I have twelve children. Seven of them joined our family in the usual way and five of them arrived via adoption. I love them all. I am their mother and they are my children, but I would be lying if I claimed that there were no differences in parenting between the two groups.

Now, first, everyone take a deep, cleansing breath. Maybe you should take another one. Before you all pick up your flame throwers and aim them at their computer, please listen to what I am saying—or not saying, as the case may be.

Parenting is not just what parents do, and it is not just what children experience; it is the complex interplay between unique parent, unique child, and past and present circumstances.

 

I am NOT saying I love or care for one group less than another; I am merely claiming that I love them differently. Different doesn’t really have a value judgement with it, though we often want to assign one. Different merely means not the same, not better or worse. Truth be told, I love every single one of my children differently from the others. They are different people and my relationship with each of them is different. What a dull world it would be if everything and everyone was the same, and how maddeningly unfair it would be to be treated the same regardless of our obvious differences.
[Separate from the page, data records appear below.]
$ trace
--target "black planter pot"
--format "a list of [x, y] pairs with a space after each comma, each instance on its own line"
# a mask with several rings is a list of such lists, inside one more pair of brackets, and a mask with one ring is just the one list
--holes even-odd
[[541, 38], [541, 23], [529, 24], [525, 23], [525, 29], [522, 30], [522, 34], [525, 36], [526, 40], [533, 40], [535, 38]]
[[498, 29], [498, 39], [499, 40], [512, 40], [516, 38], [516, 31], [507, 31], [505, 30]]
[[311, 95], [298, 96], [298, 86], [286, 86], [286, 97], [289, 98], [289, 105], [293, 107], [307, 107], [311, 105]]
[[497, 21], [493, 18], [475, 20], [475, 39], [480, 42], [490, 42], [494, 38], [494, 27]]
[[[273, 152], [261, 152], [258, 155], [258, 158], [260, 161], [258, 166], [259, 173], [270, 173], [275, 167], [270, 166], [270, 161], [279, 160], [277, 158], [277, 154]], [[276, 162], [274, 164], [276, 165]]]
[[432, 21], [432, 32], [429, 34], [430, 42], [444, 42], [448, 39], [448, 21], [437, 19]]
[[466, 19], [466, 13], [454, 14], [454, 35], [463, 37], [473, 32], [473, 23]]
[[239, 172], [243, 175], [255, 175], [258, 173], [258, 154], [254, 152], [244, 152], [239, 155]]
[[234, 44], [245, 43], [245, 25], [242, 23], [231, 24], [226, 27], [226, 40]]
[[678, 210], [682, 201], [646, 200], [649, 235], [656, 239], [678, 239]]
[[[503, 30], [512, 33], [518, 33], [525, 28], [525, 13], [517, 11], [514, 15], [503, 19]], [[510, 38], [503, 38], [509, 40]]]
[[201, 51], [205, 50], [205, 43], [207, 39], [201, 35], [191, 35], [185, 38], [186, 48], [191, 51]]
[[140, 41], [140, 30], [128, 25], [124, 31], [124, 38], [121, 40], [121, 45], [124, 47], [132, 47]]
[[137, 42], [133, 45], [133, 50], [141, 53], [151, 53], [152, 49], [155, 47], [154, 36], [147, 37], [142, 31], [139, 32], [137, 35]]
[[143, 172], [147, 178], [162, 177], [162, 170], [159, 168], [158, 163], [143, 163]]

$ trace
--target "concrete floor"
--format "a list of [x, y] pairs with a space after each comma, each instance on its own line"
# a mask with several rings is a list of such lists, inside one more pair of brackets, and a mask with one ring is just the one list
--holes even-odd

There, having gotten all of that out of the way, let me go back to my original statement, that adoptive parenting is different from traditional parenting. Here’s how.

1. My relationship with these children didn’t begin before they were born. 

Since we have always adopted older children, it didn’t even begin in infancy. They had other lives which involved other people and other experiences of which I was not a part. Not only wasn’t I a part of them, I wasn’t even thought of or imagined.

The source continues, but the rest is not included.